By Aditya Soni and Toby Sterling
March 16 (Reuters) – Amsterdam-based AI infrastructure firm Nebius Group said on Monday it has agreed with Meta Platforms to provide the social media giant with $12 billion worth of AI computing capacity across multiple locations by 2027.
Under the agreement, Meta will also buy an additional $15 billion worth of capacity planned by Nebius over the coming five years if it is not sold to other customers, giving the contract a total value of up to $27 billion, Nebius said.
Last week, Nvidia said it would invest $2 billion to buy an 8.3% stake in Nebius, which uses Nvidia chips in its data centers.

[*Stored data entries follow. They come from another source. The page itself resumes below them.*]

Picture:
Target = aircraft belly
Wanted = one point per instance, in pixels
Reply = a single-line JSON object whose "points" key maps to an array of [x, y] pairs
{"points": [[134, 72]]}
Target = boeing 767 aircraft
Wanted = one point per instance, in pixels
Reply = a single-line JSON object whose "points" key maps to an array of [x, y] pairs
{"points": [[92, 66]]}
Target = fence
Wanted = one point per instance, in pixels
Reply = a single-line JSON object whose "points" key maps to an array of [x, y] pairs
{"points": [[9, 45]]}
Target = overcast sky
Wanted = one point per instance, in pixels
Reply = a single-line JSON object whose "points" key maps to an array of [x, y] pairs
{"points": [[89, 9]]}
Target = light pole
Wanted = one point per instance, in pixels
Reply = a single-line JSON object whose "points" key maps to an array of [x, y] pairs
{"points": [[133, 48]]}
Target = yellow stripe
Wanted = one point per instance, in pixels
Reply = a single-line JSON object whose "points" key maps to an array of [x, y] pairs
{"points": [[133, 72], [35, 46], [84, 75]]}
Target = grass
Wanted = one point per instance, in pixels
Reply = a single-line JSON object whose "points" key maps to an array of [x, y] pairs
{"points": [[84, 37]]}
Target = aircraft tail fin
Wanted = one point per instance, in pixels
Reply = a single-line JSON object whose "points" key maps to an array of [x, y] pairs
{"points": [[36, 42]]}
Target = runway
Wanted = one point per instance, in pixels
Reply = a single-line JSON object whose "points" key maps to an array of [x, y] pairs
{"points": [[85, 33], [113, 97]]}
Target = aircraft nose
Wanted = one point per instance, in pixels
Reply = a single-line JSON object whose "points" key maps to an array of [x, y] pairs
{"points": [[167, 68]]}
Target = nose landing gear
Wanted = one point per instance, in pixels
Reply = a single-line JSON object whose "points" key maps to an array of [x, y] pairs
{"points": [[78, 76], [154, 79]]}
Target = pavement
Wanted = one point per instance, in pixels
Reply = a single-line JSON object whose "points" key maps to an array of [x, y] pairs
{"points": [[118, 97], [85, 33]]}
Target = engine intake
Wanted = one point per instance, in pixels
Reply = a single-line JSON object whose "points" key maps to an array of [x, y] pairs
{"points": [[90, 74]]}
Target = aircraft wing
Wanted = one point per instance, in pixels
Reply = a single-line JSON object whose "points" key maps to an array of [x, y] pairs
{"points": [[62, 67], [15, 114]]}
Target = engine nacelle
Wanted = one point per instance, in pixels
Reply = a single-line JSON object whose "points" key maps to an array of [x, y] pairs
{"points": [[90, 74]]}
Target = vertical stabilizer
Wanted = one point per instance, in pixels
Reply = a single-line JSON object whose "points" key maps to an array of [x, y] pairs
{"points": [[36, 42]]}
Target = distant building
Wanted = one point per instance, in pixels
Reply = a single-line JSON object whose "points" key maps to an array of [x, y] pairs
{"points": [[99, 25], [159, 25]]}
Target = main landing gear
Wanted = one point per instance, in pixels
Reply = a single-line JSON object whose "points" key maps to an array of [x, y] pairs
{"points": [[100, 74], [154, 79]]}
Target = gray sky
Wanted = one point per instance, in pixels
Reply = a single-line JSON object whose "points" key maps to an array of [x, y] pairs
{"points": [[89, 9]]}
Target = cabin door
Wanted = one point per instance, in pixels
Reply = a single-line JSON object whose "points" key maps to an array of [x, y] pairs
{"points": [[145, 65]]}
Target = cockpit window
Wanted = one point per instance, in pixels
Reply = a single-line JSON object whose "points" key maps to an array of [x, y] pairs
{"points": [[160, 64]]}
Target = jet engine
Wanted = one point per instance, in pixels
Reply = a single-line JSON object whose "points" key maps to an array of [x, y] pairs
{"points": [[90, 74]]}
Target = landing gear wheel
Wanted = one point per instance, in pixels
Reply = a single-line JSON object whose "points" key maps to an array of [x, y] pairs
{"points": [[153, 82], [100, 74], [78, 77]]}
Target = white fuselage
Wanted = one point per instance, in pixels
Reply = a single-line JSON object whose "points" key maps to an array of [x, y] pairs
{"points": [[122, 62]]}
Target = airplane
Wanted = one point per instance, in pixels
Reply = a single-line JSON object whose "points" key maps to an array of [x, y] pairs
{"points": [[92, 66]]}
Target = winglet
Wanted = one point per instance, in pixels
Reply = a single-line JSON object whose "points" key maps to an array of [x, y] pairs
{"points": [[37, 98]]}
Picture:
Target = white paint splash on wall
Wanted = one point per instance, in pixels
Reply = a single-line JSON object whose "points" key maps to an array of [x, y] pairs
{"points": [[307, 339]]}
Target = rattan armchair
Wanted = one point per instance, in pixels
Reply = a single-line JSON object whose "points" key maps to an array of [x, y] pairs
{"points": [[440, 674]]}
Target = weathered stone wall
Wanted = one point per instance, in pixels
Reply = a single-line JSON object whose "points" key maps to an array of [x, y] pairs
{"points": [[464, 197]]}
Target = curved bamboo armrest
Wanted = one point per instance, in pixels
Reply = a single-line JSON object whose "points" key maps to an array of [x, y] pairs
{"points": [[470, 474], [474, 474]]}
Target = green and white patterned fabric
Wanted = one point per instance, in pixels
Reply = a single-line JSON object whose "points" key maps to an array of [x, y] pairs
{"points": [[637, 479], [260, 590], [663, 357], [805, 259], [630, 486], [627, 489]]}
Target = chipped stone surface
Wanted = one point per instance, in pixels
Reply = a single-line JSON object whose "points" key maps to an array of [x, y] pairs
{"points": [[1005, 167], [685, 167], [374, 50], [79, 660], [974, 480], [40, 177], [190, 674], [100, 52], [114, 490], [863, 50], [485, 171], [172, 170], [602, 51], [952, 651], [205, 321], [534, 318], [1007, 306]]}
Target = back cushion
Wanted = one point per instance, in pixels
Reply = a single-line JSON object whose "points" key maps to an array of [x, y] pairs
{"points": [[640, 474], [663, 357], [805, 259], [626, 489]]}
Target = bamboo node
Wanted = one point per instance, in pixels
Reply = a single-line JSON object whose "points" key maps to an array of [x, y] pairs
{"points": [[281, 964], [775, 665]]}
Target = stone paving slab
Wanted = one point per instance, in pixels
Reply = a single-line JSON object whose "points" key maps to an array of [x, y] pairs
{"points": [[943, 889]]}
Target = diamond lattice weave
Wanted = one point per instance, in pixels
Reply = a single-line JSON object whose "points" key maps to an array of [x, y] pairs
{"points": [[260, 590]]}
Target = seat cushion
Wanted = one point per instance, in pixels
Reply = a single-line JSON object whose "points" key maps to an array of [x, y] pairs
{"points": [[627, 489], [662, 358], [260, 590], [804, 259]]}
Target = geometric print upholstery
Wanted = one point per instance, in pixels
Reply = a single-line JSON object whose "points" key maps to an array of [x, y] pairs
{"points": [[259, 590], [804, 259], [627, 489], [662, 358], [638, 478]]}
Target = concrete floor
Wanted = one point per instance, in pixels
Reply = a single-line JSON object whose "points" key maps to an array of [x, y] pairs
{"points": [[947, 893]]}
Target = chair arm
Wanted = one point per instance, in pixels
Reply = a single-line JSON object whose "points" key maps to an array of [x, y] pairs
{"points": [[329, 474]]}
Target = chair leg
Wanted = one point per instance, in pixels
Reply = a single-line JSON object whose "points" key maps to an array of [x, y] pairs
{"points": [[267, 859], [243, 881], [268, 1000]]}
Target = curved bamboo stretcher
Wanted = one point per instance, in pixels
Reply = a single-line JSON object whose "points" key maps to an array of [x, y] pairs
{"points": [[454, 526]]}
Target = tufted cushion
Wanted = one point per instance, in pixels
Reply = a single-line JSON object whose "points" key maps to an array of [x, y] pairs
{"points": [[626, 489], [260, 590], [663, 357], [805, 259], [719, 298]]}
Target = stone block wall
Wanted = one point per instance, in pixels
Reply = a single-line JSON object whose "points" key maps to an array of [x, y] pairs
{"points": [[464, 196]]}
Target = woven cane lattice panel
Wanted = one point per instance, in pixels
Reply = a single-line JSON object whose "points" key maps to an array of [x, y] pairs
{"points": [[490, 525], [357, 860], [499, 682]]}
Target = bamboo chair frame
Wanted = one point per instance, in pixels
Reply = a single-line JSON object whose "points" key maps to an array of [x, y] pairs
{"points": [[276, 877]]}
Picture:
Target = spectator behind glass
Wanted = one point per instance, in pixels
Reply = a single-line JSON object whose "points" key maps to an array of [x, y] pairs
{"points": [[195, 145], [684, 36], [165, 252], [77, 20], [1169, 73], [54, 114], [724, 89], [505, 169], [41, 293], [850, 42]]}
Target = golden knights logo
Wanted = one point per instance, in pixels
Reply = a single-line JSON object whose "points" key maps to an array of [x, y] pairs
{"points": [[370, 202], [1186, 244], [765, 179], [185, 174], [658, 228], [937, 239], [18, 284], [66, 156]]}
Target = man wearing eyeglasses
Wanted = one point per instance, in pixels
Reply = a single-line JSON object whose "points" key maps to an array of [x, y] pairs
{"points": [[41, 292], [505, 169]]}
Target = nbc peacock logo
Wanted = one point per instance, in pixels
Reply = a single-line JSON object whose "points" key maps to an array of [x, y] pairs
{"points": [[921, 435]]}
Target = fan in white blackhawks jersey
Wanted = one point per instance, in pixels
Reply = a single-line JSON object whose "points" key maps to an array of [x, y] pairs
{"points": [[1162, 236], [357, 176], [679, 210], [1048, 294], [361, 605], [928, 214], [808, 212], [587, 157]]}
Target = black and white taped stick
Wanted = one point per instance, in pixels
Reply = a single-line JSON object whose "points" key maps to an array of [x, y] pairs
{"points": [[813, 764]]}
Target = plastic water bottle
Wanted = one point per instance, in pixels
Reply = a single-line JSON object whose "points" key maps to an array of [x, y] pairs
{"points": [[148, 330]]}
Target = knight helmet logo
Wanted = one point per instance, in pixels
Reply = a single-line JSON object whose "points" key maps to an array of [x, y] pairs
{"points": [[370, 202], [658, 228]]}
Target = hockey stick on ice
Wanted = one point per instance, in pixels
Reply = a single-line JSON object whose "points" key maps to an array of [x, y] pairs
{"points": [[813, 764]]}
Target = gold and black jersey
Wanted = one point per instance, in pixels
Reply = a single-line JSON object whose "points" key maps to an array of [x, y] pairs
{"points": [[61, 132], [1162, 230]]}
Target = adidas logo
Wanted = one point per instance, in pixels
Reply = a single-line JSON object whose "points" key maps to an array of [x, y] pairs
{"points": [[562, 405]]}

Nasdaq-listed Nebius shares, which closed at $112.50 on Friday, have risen 35% so far this year, giving it a market capitalization of $28.6 billion.
DATACENTER RACE
The deal is the latest example of U.S. tech giants’ efforts to supplement their own AI data-centre build-outs by locking in scarce GPU and power capacity from “neocloud” providers like Nebius.
Unlike large cloud firms that serve a broad range of industries, AI specialists like Nebius and U.S. competitor CoreWeave mostly focus on tech customers, but aim to become major cloud service providers in their own right.
Nebius CEO Arkady Volozh said the latest Meta deal would help “accelerate the build-out and growth of our core AI cloud business.”
Nebius signed an initial $3 billion deal with Meta in November and a $17.4 billion deal with Microsoft in September.
In February, the fast-growing Nebius reported a fourth quarter net loss of $250 million on revenue of $228 million, and said it expected revenue to hit an annualized run rate of between $7 billion and $9 billion by the end of this year, from $1.25 billion at the end of 2025.
The company said on Monday that 2026 guidance remains unchanged.